Si sperava che il provvedimento, che in base al Piano Nazionale di Ripresa e Resilienza avrebbe dovuto recare la riforma dell’assistenza territoriale, affrontasse il problema del Sistema dell’emergenza sanitaria territoriale fornendo modelli e standard per la pianificazione dei Punti di Primo Intervento in rapporto agli abitanti e all’orografia, ma nel testo appaiono solo generici riferimenti come:
-La Centrale Operativa Territoriale: «…dialoga con la rete dell’emergenza urgenza» (Punto 8);
-La centrale operative 116117: «…ha la funzione di facilitare l’accesso della popolazione alle cure mediche non urgenti e ad altri servizi territoriali a bassa intensità raccordandosi anche con il servizio di continuità assistenziale e di emergenza urgenza…» (Punto 9);
-L’ospedale di Comunità: «…opera in forte integrazione con gli altri servizi …e i servizi di emergenza urgenza territoriali…» (Punto 11).
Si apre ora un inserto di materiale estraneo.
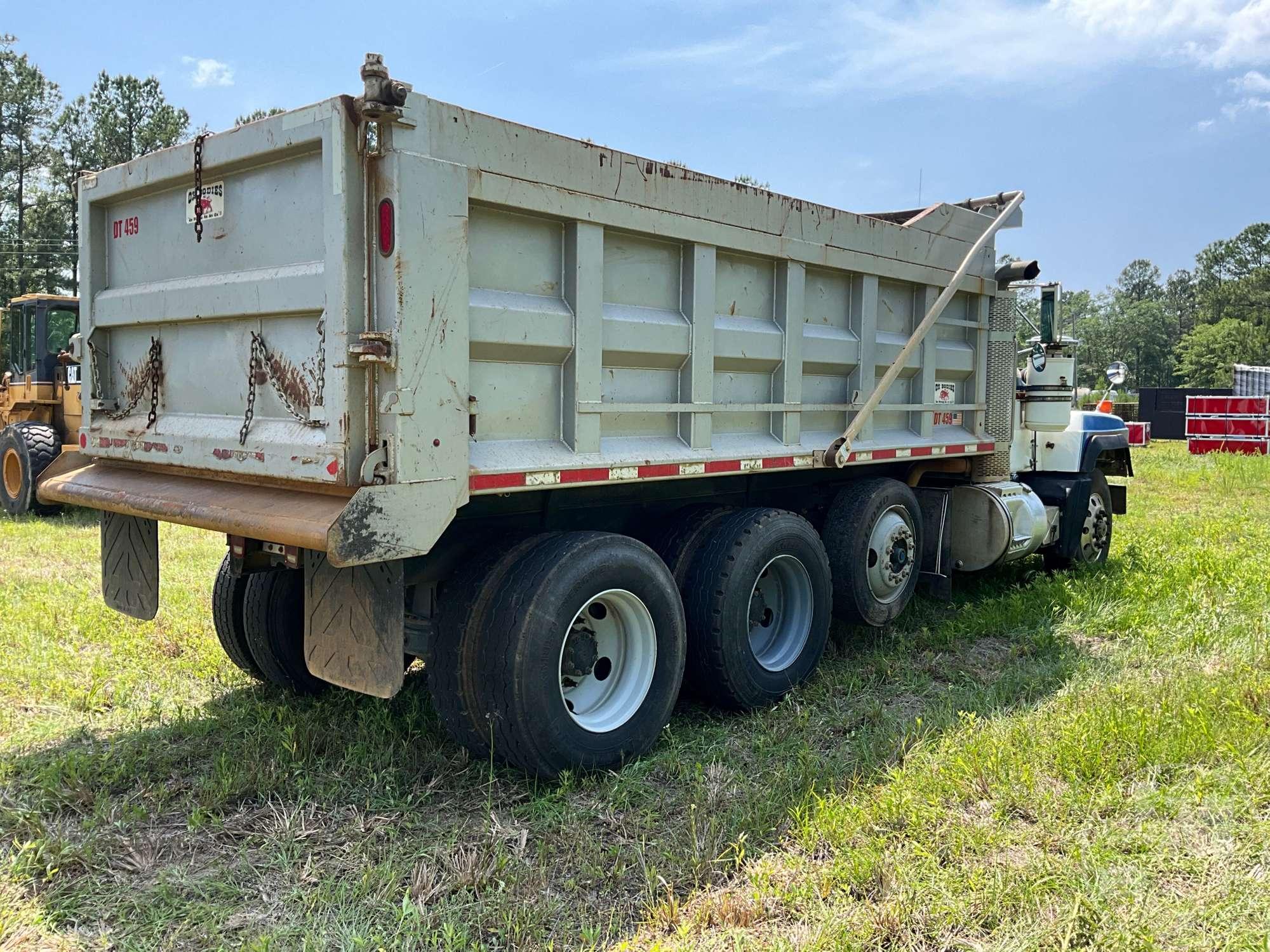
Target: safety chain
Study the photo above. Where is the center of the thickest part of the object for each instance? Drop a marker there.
(153, 375)
(258, 370)
(199, 186)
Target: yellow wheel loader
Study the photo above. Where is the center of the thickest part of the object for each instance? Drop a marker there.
(40, 395)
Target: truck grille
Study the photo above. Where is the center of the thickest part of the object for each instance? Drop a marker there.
(999, 418)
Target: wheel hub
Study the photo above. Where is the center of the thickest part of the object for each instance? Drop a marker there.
(782, 607)
(608, 661)
(581, 653)
(12, 473)
(891, 555)
(1097, 532)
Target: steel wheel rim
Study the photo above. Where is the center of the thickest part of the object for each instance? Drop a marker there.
(12, 473)
(891, 555)
(608, 661)
(1095, 535)
(782, 607)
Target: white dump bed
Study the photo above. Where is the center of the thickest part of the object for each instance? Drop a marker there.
(473, 307)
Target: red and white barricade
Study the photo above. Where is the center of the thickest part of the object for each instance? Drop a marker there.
(1229, 425)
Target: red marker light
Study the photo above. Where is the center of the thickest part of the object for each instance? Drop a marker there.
(387, 228)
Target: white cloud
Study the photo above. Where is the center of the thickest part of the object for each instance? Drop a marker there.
(900, 46)
(1252, 82)
(1249, 106)
(209, 73)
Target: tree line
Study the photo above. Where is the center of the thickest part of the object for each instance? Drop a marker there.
(46, 142)
(1188, 329)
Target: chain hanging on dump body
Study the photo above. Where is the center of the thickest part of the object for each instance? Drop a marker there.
(258, 371)
(199, 186)
(152, 378)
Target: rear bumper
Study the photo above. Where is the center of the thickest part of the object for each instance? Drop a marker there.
(290, 517)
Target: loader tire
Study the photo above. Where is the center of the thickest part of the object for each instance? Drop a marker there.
(758, 602)
(228, 595)
(874, 538)
(274, 623)
(581, 654)
(26, 453)
(451, 666)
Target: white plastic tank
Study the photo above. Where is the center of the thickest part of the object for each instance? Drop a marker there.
(1048, 394)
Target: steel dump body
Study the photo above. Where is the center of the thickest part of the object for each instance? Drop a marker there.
(547, 313)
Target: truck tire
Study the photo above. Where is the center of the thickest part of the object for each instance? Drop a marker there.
(680, 539)
(451, 667)
(26, 451)
(1095, 532)
(274, 623)
(228, 593)
(759, 600)
(581, 654)
(874, 538)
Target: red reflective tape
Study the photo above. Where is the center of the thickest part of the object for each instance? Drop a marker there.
(658, 470)
(496, 480)
(599, 474)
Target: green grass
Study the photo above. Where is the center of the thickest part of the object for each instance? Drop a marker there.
(1051, 762)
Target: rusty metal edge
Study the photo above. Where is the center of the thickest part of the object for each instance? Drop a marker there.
(289, 517)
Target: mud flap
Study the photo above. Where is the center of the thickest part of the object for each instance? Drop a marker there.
(355, 624)
(130, 565)
(937, 573)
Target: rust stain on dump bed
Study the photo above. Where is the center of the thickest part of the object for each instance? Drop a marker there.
(291, 380)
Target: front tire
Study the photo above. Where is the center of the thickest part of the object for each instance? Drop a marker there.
(874, 539)
(581, 654)
(1095, 543)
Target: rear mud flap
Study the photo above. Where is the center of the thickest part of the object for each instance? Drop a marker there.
(130, 565)
(355, 624)
(937, 573)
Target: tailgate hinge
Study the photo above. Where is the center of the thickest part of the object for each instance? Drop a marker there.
(373, 347)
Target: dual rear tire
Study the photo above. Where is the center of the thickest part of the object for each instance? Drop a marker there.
(260, 621)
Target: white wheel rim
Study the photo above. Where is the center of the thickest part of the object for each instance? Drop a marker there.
(780, 612)
(608, 661)
(891, 555)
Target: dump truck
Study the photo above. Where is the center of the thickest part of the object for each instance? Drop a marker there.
(576, 427)
(40, 395)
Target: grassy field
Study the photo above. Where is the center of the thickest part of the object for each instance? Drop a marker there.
(1050, 762)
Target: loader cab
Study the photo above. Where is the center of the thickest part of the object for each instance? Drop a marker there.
(37, 329)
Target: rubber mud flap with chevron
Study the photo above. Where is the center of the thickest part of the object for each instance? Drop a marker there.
(130, 564)
(355, 624)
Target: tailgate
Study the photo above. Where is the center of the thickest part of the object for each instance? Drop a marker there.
(247, 326)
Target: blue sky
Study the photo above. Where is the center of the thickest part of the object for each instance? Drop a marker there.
(1139, 129)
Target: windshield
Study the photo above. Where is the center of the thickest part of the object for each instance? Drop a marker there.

Ma, dopo lo smantellamento dei Punti di Primo Intervento avvenuto in alcune regioni secondo una errata interpretazione del D.M. 70 del 2015 , non vi è cenno nel nuovo DM71 in cosa consistano e come siano organizzati i servizi dell’emergenza sanitaria territoriale per quanto riguarda la fase di risposta pre-ospedaliera.
Appare pertanto indispensabile prevedere nello schema dell’emanando decreto legislativo la definizione e l’organizzazione del Sistema di emergenza pre-ospedaliero prevedendo l’integrazione e l’interdipendenza con il Sistema di Emergenza Urgenza Ospedaliero utilizzando la metodologia hub & spoke, ma deve essere anche riqualificato il ruolo dei Punti di Primo Intervento con particolare riguardo alle aree a bassa/media intensità di popolazione nelle quali il Pronto Soccorso di riferimento sia difficilmente raggiungibile e che comunque disti oltre i venti minuti.
In ogni provincia dovrebbe essere fatto un piano che preveda la sede dei PPI che dovrebbero essere ospitati possibilmente all’interno delle Case della salute della Comunità anche al fine dell’integrazione con il servizio della Continuità assistenziale.
Una particolare attenzione dovrebbe essere posta anche al personale utilizzato nei PPI e alla sua formazione prevedendo possibilmente una unificazione con quello ospedaliero.
Al riguardo ho scritto al Ministro Speranza e alle Presidenti delle competenti Commissioni del Senato e della Camera dei deputati.